Even city officials who have been involved in the cleanup effort are impressed with the way the neighborhood is bouncing back. “Isn’t it amazing?” asked Mayor Joe Wellman. “When I walked down there on Sunday I thought it would be a week before we even got the power back on.”
City electrical crews with help from Jasper, Crawfordsville, and Huntingburg now have restored electricity to all of the city. “That was our first priority,” said Wellman. “If anyone doesn’t have power now, they should contact the utilities office.”
Not only is the electricity back in place but nearly all of the rubble is gone. A combination of volunteers, friends, city and county crews have almost 90 percent of the debris removed. One group pitching in was the Road Crew from the Daviess County Jail. “We have seven guys on the crew today, and there were 10 yesterday,” said Road Crew Supervisor Rick Robinson. “We’re working closely with Street Superintendent Ernie Evans. He tells us what he needs and we try to do it.”
“We have tried to coordinate the volunteer efforts, and get people where they are needed,” said Wellman. “We intend to keep the volunteer center open through Friday.”
The quick work on the cleanup has impressed people in the neighborhood.
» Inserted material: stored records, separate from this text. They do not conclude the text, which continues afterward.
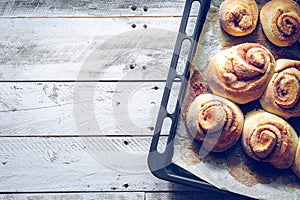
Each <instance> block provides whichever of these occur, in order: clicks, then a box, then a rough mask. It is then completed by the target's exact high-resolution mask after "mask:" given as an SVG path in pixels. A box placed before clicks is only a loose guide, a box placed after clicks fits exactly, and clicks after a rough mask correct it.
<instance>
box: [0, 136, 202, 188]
mask: <svg viewBox="0 0 300 200" xmlns="http://www.w3.org/2000/svg"><path fill="white" fill-rule="evenodd" d="M151 139H152V137H49V138H46V137H0V161H1V162H0V193H1V192H6V193H7V192H22V193H27V192H75V191H82V192H83V191H99V192H100V191H102V192H105V191H106V192H120V191H127V192H130V191H131V192H132V191H174V190H175V191H199V190H198V189H195V188H190V187H185V186H181V185H177V184H173V183H170V182H167V181H163V180H160V179H157V178H155V177H154V176H153V175H152V174H151V173H150V172H149V170H148V167H147V163H146V159H147V155H148V149H149V145H150V141H151ZM162 139H164V141H165V142H166V138H165V137H164V138H162Z"/></svg>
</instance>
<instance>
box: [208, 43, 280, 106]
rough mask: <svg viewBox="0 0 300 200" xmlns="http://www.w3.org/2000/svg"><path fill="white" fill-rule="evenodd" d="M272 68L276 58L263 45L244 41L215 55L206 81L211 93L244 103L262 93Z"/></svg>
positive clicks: (258, 97)
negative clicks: (244, 41)
mask: <svg viewBox="0 0 300 200" xmlns="http://www.w3.org/2000/svg"><path fill="white" fill-rule="evenodd" d="M274 68H275V59H274V57H273V55H272V54H271V53H270V52H269V51H268V50H267V49H266V48H265V47H263V46H261V45H260V44H257V43H243V44H239V45H236V46H233V47H231V48H229V49H226V50H222V51H220V52H219V53H217V54H216V55H214V57H213V58H212V59H211V61H210V64H209V66H208V69H207V77H208V79H207V81H208V84H209V86H210V88H211V90H212V91H213V93H214V94H216V95H218V96H222V97H225V98H228V99H230V100H232V101H234V102H236V103H239V104H245V103H248V102H250V101H252V100H255V99H258V98H259V97H260V96H261V95H262V94H263V92H264V88H266V86H267V84H268V82H269V80H270V79H271V77H272V74H273V72H274Z"/></svg>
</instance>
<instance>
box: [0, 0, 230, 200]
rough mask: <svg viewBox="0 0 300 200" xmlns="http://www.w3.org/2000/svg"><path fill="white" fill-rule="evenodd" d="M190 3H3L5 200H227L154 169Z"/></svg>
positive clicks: (1, 72) (0, 148)
mask: <svg viewBox="0 0 300 200" xmlns="http://www.w3.org/2000/svg"><path fill="white" fill-rule="evenodd" d="M184 3H185V1H184V0H175V1H170V0H166V1H159V0H153V1H152V0H151V1H149V0H143V1H128V0H125V1H121V0H111V1H104V0H93V1H88V0H71V1H64V0H29V1H26V0H18V1H16V0H3V1H1V2H0V29H1V34H0V55H1V59H0V82H1V83H0V118H1V120H0V136H1V137H0V193H2V194H0V199H3V200H7V199H198V198H201V197H204V198H207V199H209V198H210V197H213V198H216V199H226V197H228V196H224V195H222V194H217V193H214V192H207V191H203V190H199V189H195V188H190V187H185V186H182V185H177V184H173V183H170V182H167V181H163V180H160V179H157V178H155V177H154V176H153V175H152V174H151V173H150V172H149V170H148V167H147V163H146V159H147V156H148V149H149V145H150V141H151V139H152V134H153V128H154V123H155V119H156V115H157V111H158V108H159V105H160V100H161V95H162V91H163V87H164V81H165V79H166V76H167V72H168V68H169V64H170V61H171V56H172V52H173V48H174V45H175V40H176V36H177V31H178V29H179V24H180V20H181V15H182V12H183V6H184ZM192 15H195V12H194V11H193V12H192ZM193 19H195V18H193ZM191 27H193V24H191ZM78 81H79V82H78ZM66 136H67V137H66ZM128 136H131V137H128ZM165 143H166V137H162V140H161V144H162V148H163V147H164V144H165ZM174 191H176V192H174ZM228 199H231V197H229V198H228Z"/></svg>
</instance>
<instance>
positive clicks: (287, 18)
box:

Diana Skomp’s daycare Kids Konnection at 209 Oak Street had roof and window damage and its playground along Sycamore Street was destroyed. “We had some volunteers in here from Tennessee helping and they were amazed with the recovery, and I am too,” said Skomp.
“I thought there would be stuff laying around forever. We’ve seen high school kids down here digging in. It’s wonderful to live in a community that works together.”
Skomp’s day care is closed while she tries to get it repaired. “I haven’t seen my insurance guy yet, but my contractor is already busy working on the building,” she said. “I think we ought to be able to reopen the Monday after Thanksgiving.”
One thing the massive and quick response has created is a sense of hope that the neighborhood will return to normal sooner than later.
“These people have done a marvelous job of getting things at least half-way back to normal,” said Skomp. “I think in a month people will feel a lot closer to normal again.”
The city still is taking efforts to keep the momentum moving on the recovery. “We are going to keep the streets closed in the area during the day so that our volunteers can continue to work,” said Wellman. “We just want people to avoid driving through there so that we can keep our volunteers safe.”
Even with the rubble and debris gone there are still plenty of reminders in the neighborhood of the tornado. Houses have tarps on their roofs and several appear so badly damaged that they will most likely have to be demolished. “It’s going to be up to the individual home and business owners on what they are going to do with those properties and how quickly they take action,” said Wellman.
The recovery effort now looks like it will be wrapped up in a matter of days instead of weeks. “It has just been humbling to see the out pouring of volunteers and business donations, and help from church groups,” said Wellman. “Everybody pitches in to help.”
“This just shows that we live in a great place,” said Skomp.